The market has seen surging volumes — Kalshi and Polymarket recently topped billion-dollar weekly trading — and deep-pocketed investors are backing entrants. Gemini views prediction markets as a diversification away from crypto trading, having raised $433m in its IPO at a $4.4bn valuation, though its shares have fallen since. Regulatory uncertainty remains a key risk, with state gaming regulators and federal authorities potentially at odds over oversight.

Key Points

  1. Gemini has filed with the CFTC to run a derivatives exchange and could offer prediction contracts if approved.
  2. Approval timing is uncertain; the CFTC review and recent federal shutdown may slow the process.
  3. Gemini would compete with established CFTC-registered Kalshi and relaunching Polymarket in the US.
  4. Kalshi and Polymarket recently saw record weekly volumes exceeding $1 billion.
  5. Major market players and investors are moving in: ICE invested heavily in Polymarket; CME Group, Coinbase, DraftKings and others are exploring event contracts.
  6. Gemini raised $433m in its IPO at a $4.4bn valuation but faces falling share prices and ongoing losses.
  7. Analysts see prediction markets as a diversification strategy for Gemini, but regulatory and state-level challenges persist.

Context and Relevance

Prediction markets are evolving from niche platforms into mainstream products that blur lines between financial derivatives and betting.
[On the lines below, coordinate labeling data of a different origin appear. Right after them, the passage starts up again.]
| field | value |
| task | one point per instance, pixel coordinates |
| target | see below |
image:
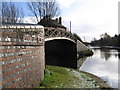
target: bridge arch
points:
(58, 38)
(60, 52)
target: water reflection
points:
(104, 63)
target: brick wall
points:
(22, 61)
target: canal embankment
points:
(60, 77)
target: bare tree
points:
(42, 8)
(11, 13)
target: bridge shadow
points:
(61, 52)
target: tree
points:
(40, 9)
(11, 13)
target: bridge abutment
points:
(21, 56)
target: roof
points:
(48, 22)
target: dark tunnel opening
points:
(61, 52)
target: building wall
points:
(21, 56)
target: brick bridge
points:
(25, 48)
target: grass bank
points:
(85, 53)
(59, 77)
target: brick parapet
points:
(22, 61)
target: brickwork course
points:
(22, 61)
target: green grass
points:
(59, 77)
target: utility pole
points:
(84, 38)
(70, 26)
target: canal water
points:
(104, 64)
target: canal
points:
(104, 64)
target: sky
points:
(89, 18)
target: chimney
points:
(60, 20)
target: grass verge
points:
(59, 77)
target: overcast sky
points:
(90, 18)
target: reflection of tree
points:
(119, 54)
(105, 54)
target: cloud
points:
(92, 17)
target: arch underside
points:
(60, 52)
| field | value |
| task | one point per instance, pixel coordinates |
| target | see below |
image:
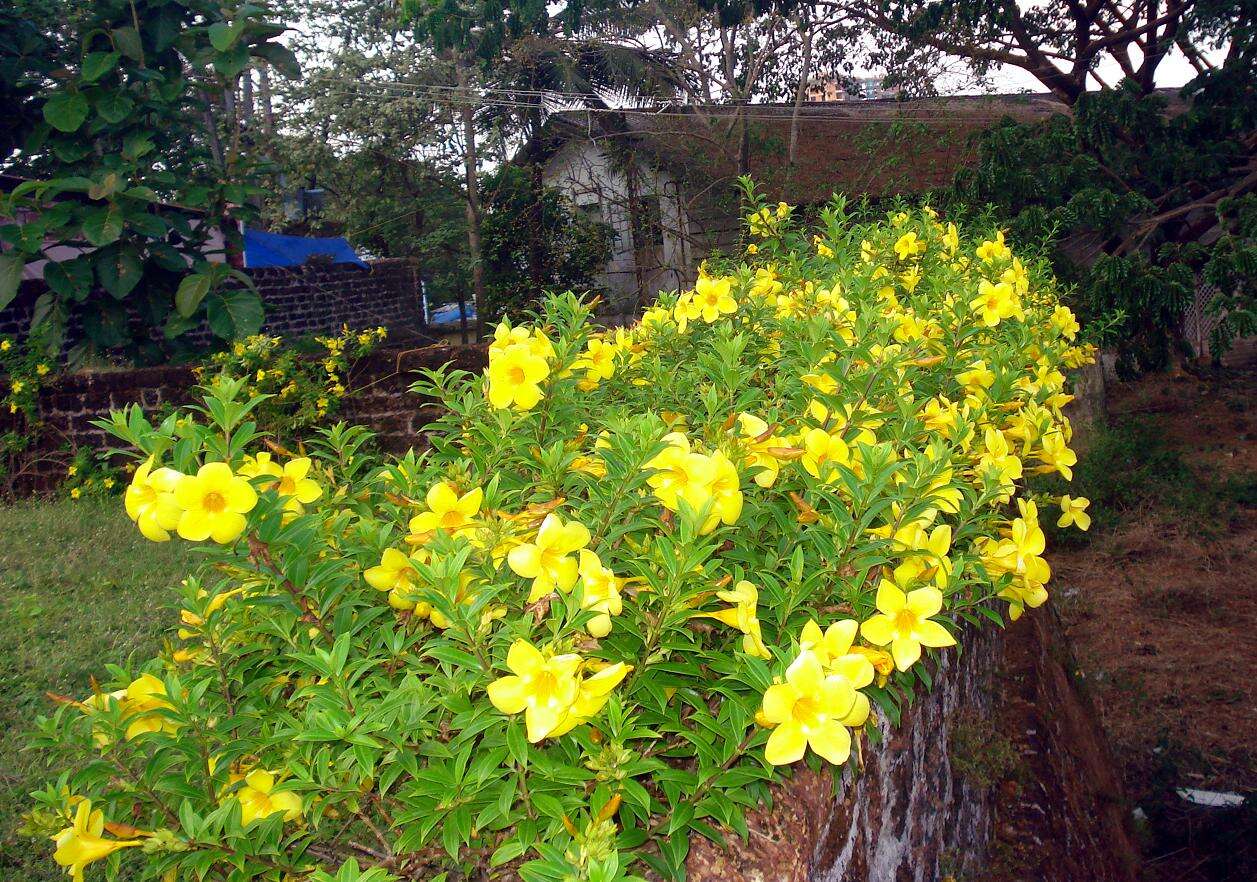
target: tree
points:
(1141, 196)
(570, 246)
(131, 131)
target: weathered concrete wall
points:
(910, 816)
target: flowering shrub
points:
(636, 577)
(298, 390)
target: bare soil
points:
(1159, 606)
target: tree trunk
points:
(805, 70)
(247, 97)
(536, 249)
(473, 196)
(268, 116)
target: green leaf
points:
(96, 64)
(102, 225)
(120, 270)
(234, 313)
(10, 277)
(191, 290)
(224, 34)
(72, 279)
(128, 43)
(107, 324)
(280, 57)
(113, 107)
(65, 111)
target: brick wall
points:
(308, 299)
(68, 406)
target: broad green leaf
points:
(191, 290)
(102, 225)
(128, 43)
(235, 313)
(72, 279)
(113, 107)
(10, 277)
(96, 64)
(224, 34)
(120, 270)
(65, 111)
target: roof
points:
(878, 147)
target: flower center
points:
(905, 621)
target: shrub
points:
(636, 576)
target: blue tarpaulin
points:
(449, 314)
(270, 249)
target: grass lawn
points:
(79, 587)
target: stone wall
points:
(911, 814)
(309, 299)
(68, 406)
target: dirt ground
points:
(1159, 603)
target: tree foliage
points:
(128, 174)
(1143, 195)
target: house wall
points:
(600, 186)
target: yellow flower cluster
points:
(213, 503)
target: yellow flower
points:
(993, 250)
(448, 510)
(600, 593)
(150, 500)
(541, 685)
(514, 377)
(822, 452)
(214, 501)
(807, 711)
(258, 798)
(548, 559)
(840, 658)
(83, 843)
(904, 622)
(1074, 511)
(909, 246)
(713, 298)
(142, 702)
(759, 444)
(592, 695)
(1064, 321)
(294, 488)
(396, 574)
(743, 616)
(994, 303)
(1057, 456)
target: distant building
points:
(862, 88)
(664, 181)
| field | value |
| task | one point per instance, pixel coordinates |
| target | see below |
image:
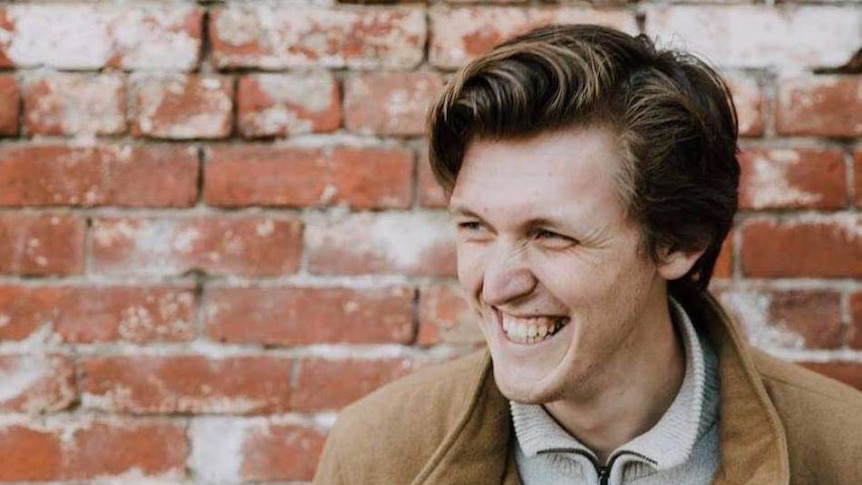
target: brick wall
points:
(217, 227)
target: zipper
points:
(603, 472)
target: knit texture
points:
(683, 447)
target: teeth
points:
(531, 330)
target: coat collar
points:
(753, 444)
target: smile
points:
(530, 329)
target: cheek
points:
(470, 270)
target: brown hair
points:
(673, 115)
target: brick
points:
(121, 175)
(854, 332)
(183, 107)
(445, 317)
(333, 384)
(788, 319)
(749, 102)
(281, 452)
(162, 37)
(10, 103)
(389, 103)
(826, 247)
(86, 448)
(362, 178)
(41, 244)
(820, 106)
(429, 191)
(234, 450)
(75, 104)
(291, 36)
(395, 242)
(96, 314)
(849, 373)
(272, 105)
(303, 316)
(758, 35)
(459, 34)
(792, 179)
(723, 268)
(237, 245)
(186, 384)
(36, 383)
(857, 176)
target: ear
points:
(675, 264)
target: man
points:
(592, 180)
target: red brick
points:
(41, 244)
(395, 242)
(186, 384)
(82, 449)
(333, 384)
(93, 314)
(36, 383)
(183, 107)
(82, 36)
(792, 179)
(430, 192)
(748, 99)
(302, 316)
(289, 36)
(75, 104)
(460, 34)
(723, 268)
(760, 35)
(389, 103)
(857, 176)
(249, 245)
(288, 104)
(827, 247)
(10, 103)
(854, 332)
(820, 106)
(445, 317)
(788, 319)
(146, 176)
(281, 452)
(849, 373)
(262, 175)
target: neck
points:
(636, 387)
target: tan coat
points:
(780, 423)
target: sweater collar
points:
(752, 441)
(671, 440)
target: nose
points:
(507, 278)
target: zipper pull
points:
(604, 474)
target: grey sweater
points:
(683, 447)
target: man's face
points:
(551, 264)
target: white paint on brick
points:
(89, 36)
(401, 238)
(770, 184)
(450, 27)
(217, 448)
(760, 36)
(752, 307)
(320, 33)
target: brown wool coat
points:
(780, 423)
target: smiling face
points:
(566, 300)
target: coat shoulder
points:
(821, 418)
(388, 435)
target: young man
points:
(592, 180)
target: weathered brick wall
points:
(217, 227)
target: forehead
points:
(571, 171)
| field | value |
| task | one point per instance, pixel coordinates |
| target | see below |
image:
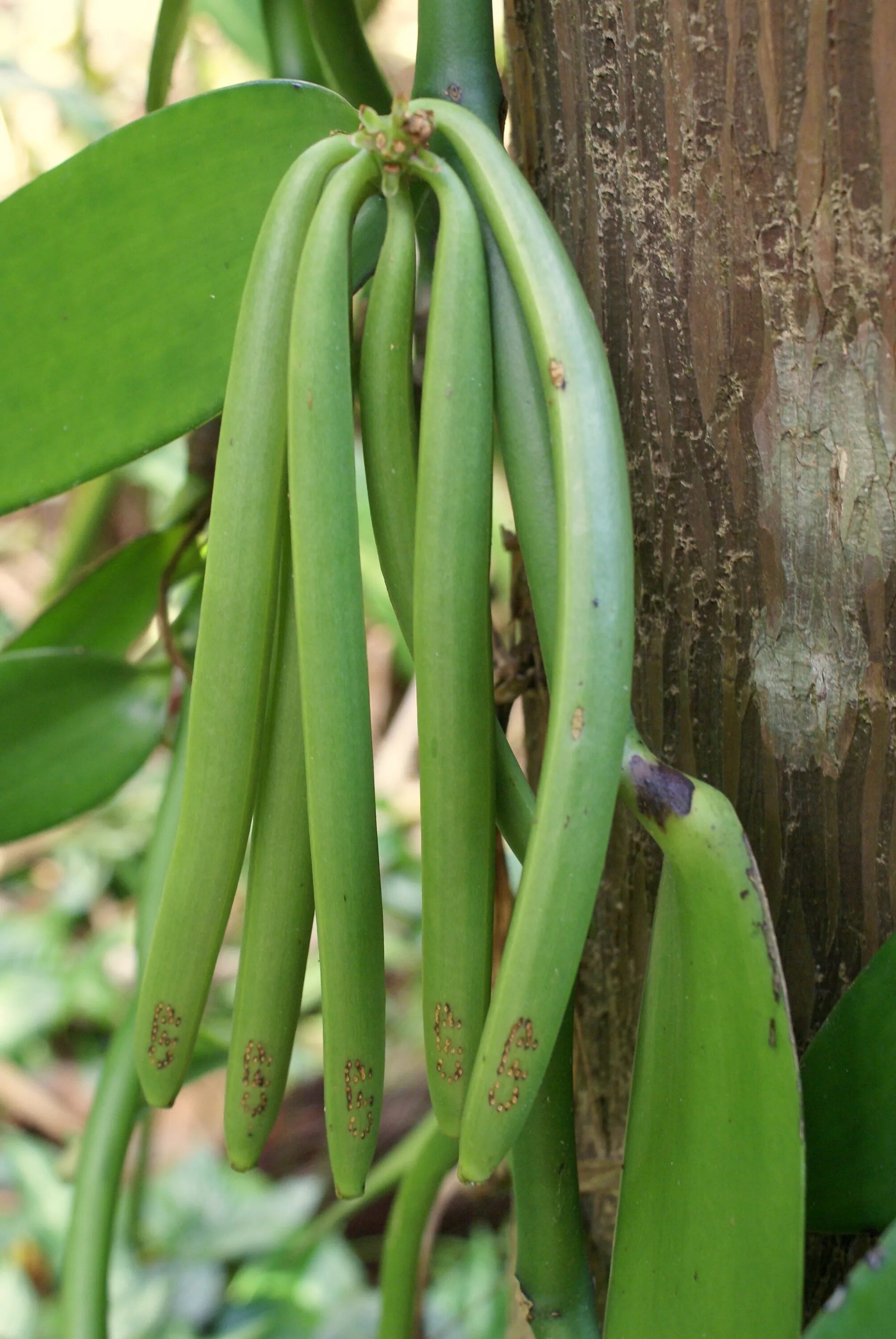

For crypto exchanges like Gemini, event contracts offer a potential new revenue stream outside volatile crypto trading. The recent surge in trading volumes and large investments indicate strong market interest and fast competition.

Regulatory clarity will determine who can scale in the US: a favourable CFTC stance could validate the model federally, yet state gaming regulators might contest jurisdiction, creating legal headwinds. The outcome will matter to investors, traders, sports-betting operators and regulators tracking the intersection of gaming and financial markets.

Why should I read this?

Fancy a quick reality check? Gemini trying to get into prediction markets could shake up both crypto and betting worlds. If you watch markets, sports-betting or crypto, this is the kind of move that changes where the money flows — and who gets regulated. Worth a two-minute skim so you don’t miss the next big shift.

Author note (punchy)

Gemini’s push isn’t a side project — it’s a strategic pivot to chase fast-growing, high-volume markets. With billion-dollar weeks already happening and heavyweight backers in play, this is one of those industry moments where regulation, capital and product design will decide the winners. Keep an eye on the CFTC decision and Gemini’s earnings report for clues.